I'm reading Besse's book on Einstein manifolds.
Theorem 13.14 (due to Atiyah, Hitchin, and Singer) states that a Riemannian 4-manifold is Einstein iff the Levi-Civita connection on $\Lambda^+$ is self-dual.
Here $\Lambda^2=\Lambda^+\oplus\Lambda^-$ is the space of two forms, which decomposes due to the fact that the Hodge star operator $\ast\in \mathrm{End}(\Lambda^2)$ is an involution ($\ast^2=1$) in dimension 4.
Question: Does this theorem imply that an Einstein 4-manifold is self-dual (i.e. $W^-=0$, where $W=W^++W^-$ is the Weyl tensor of the manifold)?
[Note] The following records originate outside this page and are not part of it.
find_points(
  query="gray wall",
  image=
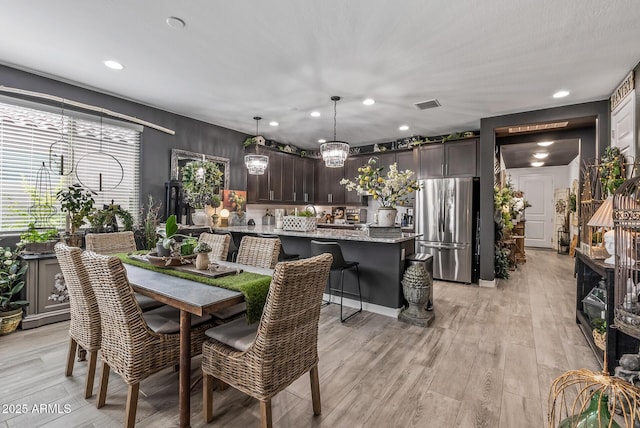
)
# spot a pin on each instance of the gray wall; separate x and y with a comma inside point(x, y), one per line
point(191, 134)
point(590, 149)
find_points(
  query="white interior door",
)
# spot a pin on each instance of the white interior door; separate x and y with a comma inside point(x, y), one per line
point(623, 127)
point(538, 191)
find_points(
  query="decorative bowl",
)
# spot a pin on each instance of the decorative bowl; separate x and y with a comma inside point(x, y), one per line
point(160, 261)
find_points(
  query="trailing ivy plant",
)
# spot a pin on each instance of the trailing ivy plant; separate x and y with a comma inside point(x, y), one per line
point(501, 263)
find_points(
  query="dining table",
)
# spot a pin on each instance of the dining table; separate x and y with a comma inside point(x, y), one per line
point(190, 297)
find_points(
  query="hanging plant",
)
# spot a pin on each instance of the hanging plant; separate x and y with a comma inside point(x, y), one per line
point(200, 181)
point(612, 170)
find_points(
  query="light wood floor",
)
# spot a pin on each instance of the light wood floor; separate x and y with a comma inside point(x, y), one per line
point(487, 361)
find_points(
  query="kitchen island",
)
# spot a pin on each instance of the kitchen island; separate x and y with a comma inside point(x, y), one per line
point(381, 261)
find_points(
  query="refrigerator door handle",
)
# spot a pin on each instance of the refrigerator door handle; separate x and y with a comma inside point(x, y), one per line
point(443, 246)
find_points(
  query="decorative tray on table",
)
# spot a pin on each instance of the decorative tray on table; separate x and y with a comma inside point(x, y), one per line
point(163, 261)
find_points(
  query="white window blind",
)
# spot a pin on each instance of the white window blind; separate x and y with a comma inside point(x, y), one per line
point(99, 147)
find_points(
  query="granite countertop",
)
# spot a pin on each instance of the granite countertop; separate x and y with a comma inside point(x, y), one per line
point(322, 233)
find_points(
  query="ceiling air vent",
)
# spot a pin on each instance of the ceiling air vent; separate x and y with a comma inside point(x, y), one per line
point(427, 104)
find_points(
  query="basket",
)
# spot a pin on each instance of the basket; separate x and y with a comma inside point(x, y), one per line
point(9, 321)
point(627, 321)
point(299, 224)
point(600, 339)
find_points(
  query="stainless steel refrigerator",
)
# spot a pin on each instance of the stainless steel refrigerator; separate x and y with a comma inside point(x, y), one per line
point(444, 215)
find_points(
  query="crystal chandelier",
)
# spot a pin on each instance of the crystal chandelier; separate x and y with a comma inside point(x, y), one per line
point(256, 164)
point(334, 153)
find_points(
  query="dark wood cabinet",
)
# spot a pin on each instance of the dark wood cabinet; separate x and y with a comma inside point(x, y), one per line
point(40, 283)
point(288, 179)
point(451, 159)
point(408, 160)
point(351, 171)
point(304, 180)
point(329, 189)
point(590, 272)
point(431, 161)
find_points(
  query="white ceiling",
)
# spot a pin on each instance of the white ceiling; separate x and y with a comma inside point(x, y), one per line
point(281, 59)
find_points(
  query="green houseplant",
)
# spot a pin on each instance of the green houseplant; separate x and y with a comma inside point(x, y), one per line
point(12, 273)
point(78, 203)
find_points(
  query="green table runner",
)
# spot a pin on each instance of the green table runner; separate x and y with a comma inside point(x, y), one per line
point(254, 286)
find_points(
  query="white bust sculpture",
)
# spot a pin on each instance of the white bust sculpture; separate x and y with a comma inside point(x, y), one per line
point(610, 246)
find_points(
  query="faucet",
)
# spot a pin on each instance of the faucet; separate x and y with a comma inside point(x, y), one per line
point(311, 208)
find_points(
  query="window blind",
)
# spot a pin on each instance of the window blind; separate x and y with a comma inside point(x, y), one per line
point(104, 152)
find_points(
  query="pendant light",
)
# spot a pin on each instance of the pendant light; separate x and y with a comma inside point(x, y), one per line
point(256, 164)
point(334, 153)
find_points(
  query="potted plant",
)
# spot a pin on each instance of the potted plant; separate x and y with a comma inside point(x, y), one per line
point(12, 272)
point(78, 203)
point(200, 182)
point(391, 189)
point(202, 259)
point(167, 236)
point(37, 240)
point(106, 219)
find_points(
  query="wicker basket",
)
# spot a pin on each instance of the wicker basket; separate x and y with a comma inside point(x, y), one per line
point(600, 339)
point(299, 224)
point(627, 321)
point(9, 321)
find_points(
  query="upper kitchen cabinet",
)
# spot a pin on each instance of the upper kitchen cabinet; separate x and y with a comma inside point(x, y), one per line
point(288, 179)
point(408, 160)
point(451, 159)
point(329, 189)
point(304, 180)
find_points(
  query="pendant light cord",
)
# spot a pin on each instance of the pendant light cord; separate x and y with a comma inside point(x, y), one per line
point(335, 104)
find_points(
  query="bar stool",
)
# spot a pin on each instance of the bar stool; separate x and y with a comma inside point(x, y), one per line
point(338, 264)
point(232, 253)
point(283, 256)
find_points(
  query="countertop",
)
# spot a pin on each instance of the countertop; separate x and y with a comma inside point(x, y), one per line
point(323, 233)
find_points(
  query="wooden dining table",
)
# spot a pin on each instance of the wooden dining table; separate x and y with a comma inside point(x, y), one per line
point(190, 297)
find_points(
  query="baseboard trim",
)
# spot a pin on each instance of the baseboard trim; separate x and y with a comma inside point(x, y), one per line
point(369, 307)
point(487, 284)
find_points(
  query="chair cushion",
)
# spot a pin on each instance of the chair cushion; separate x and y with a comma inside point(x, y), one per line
point(237, 334)
point(166, 320)
point(146, 303)
point(230, 312)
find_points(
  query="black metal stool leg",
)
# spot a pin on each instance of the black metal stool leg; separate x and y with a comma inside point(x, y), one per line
point(342, 295)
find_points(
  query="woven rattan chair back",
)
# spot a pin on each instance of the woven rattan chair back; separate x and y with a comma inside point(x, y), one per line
point(124, 330)
point(111, 243)
point(219, 245)
point(259, 252)
point(287, 339)
point(84, 326)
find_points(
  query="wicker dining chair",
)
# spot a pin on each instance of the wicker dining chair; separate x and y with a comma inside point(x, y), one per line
point(264, 358)
point(84, 327)
point(259, 252)
point(134, 344)
point(118, 242)
point(219, 245)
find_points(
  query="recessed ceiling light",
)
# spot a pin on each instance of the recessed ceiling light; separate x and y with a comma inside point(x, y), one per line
point(561, 94)
point(114, 65)
point(175, 22)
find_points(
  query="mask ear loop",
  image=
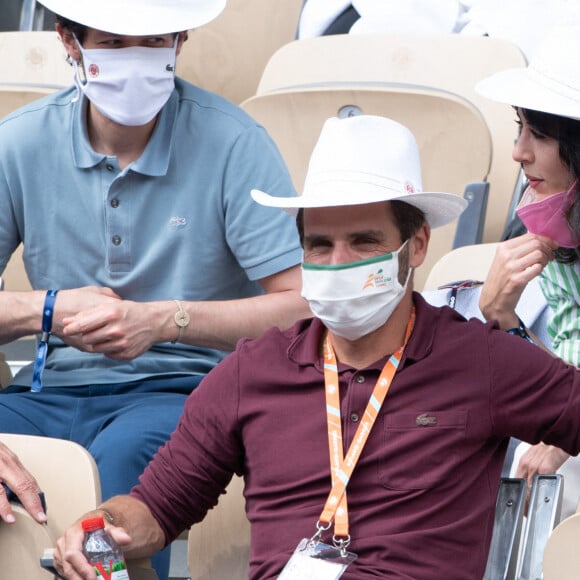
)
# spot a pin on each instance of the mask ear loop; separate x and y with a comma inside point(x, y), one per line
point(77, 66)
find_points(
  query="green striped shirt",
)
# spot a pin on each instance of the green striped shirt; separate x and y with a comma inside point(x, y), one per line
point(560, 284)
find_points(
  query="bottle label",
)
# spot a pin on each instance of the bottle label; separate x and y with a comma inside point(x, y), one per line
point(112, 571)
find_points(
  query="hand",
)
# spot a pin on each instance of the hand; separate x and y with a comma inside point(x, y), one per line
point(70, 302)
point(22, 483)
point(69, 559)
point(121, 329)
point(516, 262)
point(540, 458)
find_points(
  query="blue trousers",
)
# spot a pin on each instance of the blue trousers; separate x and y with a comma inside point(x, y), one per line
point(122, 425)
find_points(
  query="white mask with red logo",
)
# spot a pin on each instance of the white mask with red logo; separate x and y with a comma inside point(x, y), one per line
point(128, 85)
point(354, 299)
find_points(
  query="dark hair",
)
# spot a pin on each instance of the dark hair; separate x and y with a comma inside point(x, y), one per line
point(79, 30)
point(567, 132)
point(408, 218)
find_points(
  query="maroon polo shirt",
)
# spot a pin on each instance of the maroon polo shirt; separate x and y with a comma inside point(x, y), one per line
point(421, 500)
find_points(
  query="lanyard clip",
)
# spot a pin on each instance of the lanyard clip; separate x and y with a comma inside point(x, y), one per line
point(341, 544)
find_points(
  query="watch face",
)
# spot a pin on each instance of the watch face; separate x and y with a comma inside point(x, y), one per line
point(181, 318)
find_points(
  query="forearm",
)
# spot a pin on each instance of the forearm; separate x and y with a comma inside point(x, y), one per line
point(20, 314)
point(221, 324)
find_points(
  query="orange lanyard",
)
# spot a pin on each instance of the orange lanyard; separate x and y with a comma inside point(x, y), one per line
point(342, 467)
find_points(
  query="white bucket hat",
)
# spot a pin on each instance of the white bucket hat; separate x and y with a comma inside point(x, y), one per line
point(367, 159)
point(550, 83)
point(138, 17)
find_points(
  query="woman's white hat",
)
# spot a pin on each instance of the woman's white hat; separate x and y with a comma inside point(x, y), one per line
point(367, 159)
point(550, 83)
point(138, 17)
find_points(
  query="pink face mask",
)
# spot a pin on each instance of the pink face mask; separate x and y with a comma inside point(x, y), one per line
point(548, 216)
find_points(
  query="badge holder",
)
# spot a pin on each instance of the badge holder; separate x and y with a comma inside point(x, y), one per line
point(315, 560)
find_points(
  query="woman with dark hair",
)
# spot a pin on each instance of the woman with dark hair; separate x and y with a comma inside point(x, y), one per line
point(546, 98)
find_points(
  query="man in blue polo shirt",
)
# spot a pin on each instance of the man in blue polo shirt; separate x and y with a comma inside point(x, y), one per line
point(148, 260)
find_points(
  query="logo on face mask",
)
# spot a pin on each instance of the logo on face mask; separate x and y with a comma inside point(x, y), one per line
point(354, 299)
point(133, 84)
point(376, 280)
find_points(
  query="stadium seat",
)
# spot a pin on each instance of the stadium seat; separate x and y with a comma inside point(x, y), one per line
point(449, 130)
point(450, 62)
point(34, 58)
point(219, 546)
point(227, 55)
point(465, 263)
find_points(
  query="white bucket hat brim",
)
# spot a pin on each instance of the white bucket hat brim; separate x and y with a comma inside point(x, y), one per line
point(366, 159)
point(138, 17)
point(550, 83)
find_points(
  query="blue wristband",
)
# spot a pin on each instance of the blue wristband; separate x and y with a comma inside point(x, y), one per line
point(42, 349)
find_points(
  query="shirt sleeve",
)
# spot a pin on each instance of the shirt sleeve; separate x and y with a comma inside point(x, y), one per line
point(187, 475)
point(263, 239)
point(534, 396)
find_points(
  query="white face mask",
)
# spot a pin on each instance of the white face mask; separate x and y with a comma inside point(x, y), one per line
point(127, 85)
point(354, 299)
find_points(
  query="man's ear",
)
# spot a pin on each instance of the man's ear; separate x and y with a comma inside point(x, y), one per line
point(182, 37)
point(69, 42)
point(418, 245)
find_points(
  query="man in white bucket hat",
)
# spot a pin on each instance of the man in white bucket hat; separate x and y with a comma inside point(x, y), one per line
point(411, 411)
point(129, 193)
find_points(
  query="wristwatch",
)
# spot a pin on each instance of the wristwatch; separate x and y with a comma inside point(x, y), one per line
point(181, 319)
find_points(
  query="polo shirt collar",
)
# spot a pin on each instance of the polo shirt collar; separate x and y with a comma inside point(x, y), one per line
point(304, 349)
point(154, 160)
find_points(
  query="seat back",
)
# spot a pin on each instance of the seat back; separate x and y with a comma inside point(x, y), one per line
point(66, 473)
point(561, 555)
point(21, 545)
point(14, 96)
point(219, 546)
point(451, 62)
point(450, 132)
point(34, 58)
point(227, 55)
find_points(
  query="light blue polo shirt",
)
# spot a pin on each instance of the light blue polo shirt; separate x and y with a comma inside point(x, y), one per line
point(178, 223)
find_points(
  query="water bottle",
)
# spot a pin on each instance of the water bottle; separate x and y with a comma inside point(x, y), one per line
point(102, 551)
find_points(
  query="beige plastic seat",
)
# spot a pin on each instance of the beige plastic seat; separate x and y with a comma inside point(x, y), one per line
point(21, 545)
point(561, 555)
point(227, 55)
point(219, 546)
point(15, 96)
point(465, 263)
point(35, 58)
point(452, 62)
point(453, 138)
point(65, 471)
point(68, 476)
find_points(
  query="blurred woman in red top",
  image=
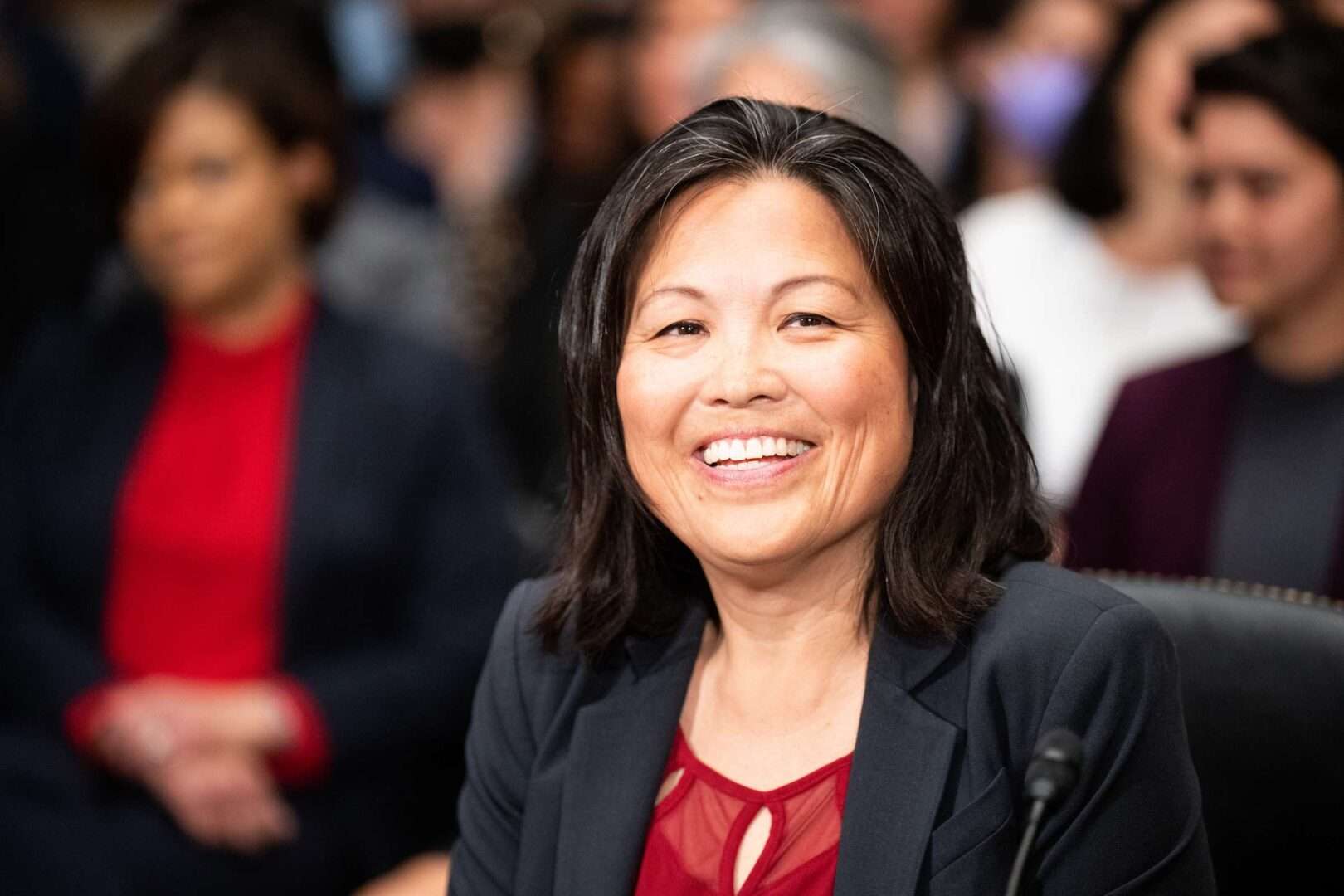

If not, when is an Einstein 4-manifold self-dual?
Note that the curvature operator $R:\Lambda^2\to \Lambda^2$ has the decomposition $$ R=\begin{pmatrix} A & B \\ B^* & D \end{pmatrix} $$ Note that this decomposition is based on $\Lambda^2=\Lambda^+\oplus {\Lambda}^-$. Hence the curvature $F$ of $\Lambda^+$ is given by the first column in the block, i.e. $F=A+B^*$. Now $\lambda^+$ is an $SO(3)$ bundle with adjoint bundle $\mathfrak{g}\simeq \Lambda^+$. Hence $F\in \Lambda^+\otimes \Lambda^2$. Again from the decomposition, we know $A\in End(\Lambda^+)\simeq \Lambda^+\otimes {\Lambda^+}^*$ and $B^*\in Hom(\Lambda^+,\Lambda^-)\simeq \Lambda^+\otimes {\Lambda^-}^*$. So clearly $B^*$ corresponds to the anti-selfdual parts of the curvature, i.e. $F^-$. Hence $F^-=0$ iff $B^*=0$ iff $M$ is Einstein.
However, $B^*=0$ has nothing to do with the Weyl tensor.